4. Auto-relatedness. Scored if the narrator wrote about himself or herself as a separate person or a poorly integrated part. For example, “Don’t worry me, me will take care of you. It’s okay me, me is here now.”

5. Split between inside and outside. Scored if the narrator describes a metaphysical difference between the inside and outside of the body. For example, “I feel so ugly inside, so dark and cold, on the outside I’m not exactly warm, but I’m not as cold.”

6. Scars reminding and communicating. Scored if scars or cuts communicate with or remind the narrator or others. For example, “I feel better when I see the cuts on my arms, I don’t know why, I mean I hate them. But they seem to make me feel like I guess someone gets it, gets why I do this to myself.”

Unfortunately, the ‘doing it to get attention’ stereotype is also maintained by lots of health professionals as self-harm is also stigmatised by the people who treat these young people.

It’s a complex and frustrating behaviour and, therefore, one that needs some of the most careful consideration in psychiatry.
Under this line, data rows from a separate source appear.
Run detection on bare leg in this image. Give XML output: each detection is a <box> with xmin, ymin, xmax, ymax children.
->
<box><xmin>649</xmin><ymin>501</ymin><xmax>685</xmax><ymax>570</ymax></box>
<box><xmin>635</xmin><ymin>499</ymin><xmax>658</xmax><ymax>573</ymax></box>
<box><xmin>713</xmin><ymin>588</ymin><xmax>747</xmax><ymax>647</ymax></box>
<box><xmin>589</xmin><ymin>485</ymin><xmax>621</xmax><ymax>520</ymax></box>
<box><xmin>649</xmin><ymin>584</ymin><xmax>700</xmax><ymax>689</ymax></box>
Link to locked study on magical thinking in self-harm.

Emperors, clothes, money

BBC Radio 4’s documentary series Analysis has a fascinating programme that explores the little-asked question ‘What is Money?’ – and the answer turns out to be scarily psychological.
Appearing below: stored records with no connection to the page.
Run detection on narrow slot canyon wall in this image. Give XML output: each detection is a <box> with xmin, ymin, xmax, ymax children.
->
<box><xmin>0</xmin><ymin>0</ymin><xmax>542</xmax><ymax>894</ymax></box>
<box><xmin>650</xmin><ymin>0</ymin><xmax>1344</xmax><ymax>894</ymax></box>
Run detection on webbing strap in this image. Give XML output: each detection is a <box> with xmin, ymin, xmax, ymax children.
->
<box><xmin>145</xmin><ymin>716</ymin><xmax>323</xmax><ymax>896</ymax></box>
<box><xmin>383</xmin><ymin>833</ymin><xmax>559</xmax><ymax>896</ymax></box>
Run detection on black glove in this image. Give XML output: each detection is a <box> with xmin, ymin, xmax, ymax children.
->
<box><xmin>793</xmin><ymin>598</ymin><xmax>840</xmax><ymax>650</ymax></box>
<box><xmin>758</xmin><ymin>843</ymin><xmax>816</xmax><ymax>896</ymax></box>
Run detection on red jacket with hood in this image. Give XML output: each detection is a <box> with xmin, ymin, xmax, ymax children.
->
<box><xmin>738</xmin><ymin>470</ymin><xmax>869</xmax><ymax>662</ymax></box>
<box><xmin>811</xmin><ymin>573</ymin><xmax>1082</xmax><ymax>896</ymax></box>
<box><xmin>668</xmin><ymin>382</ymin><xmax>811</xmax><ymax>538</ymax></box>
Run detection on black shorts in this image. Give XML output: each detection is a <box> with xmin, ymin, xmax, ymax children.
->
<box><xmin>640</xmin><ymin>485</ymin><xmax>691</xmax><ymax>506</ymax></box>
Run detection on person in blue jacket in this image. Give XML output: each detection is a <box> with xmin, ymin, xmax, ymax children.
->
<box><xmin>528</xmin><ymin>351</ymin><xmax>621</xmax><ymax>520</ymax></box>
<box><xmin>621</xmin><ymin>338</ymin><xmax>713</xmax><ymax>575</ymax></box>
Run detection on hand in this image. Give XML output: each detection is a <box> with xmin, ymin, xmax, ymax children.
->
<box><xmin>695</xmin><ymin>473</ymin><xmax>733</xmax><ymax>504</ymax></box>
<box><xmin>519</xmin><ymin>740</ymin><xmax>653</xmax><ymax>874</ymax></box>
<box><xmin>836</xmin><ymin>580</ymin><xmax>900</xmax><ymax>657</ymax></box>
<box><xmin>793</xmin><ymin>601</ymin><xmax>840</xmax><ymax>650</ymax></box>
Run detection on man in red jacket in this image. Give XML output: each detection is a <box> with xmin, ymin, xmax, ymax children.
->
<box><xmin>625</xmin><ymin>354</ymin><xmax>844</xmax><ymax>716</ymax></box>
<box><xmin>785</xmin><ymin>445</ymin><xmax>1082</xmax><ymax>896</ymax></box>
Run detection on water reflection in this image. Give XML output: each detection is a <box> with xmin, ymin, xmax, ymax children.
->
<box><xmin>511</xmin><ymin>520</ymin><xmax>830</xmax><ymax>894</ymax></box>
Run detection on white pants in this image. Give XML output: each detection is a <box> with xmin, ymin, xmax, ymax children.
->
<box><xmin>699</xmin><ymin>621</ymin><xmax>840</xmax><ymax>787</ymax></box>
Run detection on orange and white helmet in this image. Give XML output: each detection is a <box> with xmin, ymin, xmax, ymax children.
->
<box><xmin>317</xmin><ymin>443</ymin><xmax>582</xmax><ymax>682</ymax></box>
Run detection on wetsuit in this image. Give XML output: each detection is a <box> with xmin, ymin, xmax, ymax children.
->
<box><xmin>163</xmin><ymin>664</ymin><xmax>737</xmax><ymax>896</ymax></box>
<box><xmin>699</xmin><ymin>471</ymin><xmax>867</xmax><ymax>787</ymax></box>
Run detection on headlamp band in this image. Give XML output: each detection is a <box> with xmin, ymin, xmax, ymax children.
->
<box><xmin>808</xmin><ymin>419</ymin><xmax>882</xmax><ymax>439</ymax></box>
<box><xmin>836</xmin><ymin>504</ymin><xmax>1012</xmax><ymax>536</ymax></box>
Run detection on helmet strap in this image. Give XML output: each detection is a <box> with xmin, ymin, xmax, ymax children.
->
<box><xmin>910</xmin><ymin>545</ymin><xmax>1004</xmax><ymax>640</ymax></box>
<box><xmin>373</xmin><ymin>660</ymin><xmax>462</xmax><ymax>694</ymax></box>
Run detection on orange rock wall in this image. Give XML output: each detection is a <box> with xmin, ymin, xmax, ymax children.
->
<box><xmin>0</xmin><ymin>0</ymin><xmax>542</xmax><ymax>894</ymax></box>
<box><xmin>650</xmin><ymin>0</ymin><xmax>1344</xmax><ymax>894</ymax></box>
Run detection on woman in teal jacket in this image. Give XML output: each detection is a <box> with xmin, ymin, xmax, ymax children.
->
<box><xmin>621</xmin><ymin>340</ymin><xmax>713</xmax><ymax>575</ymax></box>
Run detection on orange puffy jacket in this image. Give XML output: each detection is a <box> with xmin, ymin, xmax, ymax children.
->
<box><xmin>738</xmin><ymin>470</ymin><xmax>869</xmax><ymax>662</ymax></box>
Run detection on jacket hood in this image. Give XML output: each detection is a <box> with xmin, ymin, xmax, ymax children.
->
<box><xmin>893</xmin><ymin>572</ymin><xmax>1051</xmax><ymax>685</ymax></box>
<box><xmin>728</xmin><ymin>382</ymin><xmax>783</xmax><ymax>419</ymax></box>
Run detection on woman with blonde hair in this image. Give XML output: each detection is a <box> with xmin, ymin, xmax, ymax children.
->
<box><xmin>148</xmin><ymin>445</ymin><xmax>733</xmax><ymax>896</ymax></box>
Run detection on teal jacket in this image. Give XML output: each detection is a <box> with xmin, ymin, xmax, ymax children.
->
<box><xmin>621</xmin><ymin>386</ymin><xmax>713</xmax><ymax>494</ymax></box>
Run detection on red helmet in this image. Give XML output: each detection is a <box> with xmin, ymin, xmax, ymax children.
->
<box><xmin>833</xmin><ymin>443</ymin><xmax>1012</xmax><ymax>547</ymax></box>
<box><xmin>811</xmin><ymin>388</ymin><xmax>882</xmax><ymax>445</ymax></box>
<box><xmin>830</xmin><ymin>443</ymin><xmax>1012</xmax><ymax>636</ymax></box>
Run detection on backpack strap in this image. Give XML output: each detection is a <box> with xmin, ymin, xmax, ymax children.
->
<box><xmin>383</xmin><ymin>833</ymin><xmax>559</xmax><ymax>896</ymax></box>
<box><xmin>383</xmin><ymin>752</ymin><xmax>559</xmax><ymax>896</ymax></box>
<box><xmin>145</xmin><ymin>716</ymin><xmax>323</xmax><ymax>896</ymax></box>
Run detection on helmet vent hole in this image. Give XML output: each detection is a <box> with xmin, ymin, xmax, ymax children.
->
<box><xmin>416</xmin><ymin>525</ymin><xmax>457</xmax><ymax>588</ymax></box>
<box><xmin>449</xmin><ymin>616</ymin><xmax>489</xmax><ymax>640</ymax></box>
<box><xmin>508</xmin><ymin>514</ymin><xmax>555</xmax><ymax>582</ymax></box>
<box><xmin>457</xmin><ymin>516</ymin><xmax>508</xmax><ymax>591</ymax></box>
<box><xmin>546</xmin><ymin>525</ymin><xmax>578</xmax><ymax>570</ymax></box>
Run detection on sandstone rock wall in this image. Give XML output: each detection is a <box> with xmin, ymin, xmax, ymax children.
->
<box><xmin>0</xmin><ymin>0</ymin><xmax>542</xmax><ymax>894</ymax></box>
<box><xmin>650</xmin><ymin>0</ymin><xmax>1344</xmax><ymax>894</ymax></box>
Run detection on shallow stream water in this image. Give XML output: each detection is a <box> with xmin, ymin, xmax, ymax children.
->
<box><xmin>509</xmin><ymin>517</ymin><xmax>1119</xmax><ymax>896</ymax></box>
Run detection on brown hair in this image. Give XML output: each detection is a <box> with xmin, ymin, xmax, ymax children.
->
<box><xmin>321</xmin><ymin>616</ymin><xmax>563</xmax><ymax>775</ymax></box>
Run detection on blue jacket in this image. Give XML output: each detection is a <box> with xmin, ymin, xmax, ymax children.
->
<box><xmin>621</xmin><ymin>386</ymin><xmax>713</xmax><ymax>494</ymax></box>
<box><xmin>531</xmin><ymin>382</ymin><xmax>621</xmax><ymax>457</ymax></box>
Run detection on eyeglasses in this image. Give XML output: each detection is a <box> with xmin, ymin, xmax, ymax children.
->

In fact, the definition is very close to William Gibson’s description of cyberspace as a “mass consensual hallucination” because money relies on us to believe in it for it to work.

In other words, it’s largely a social concept we all sign up to and this episode of Analysis looks at the economics of how (or rather how not) money is tied to actual goods and services in the world and what this means in times of financial crisis.

It also turns out that the BBC are now linking to podcasts directly from the programme pages so even though we live our lives in the grip of a self-imposed imaginary power at least the Radio 4 website is now easier to use.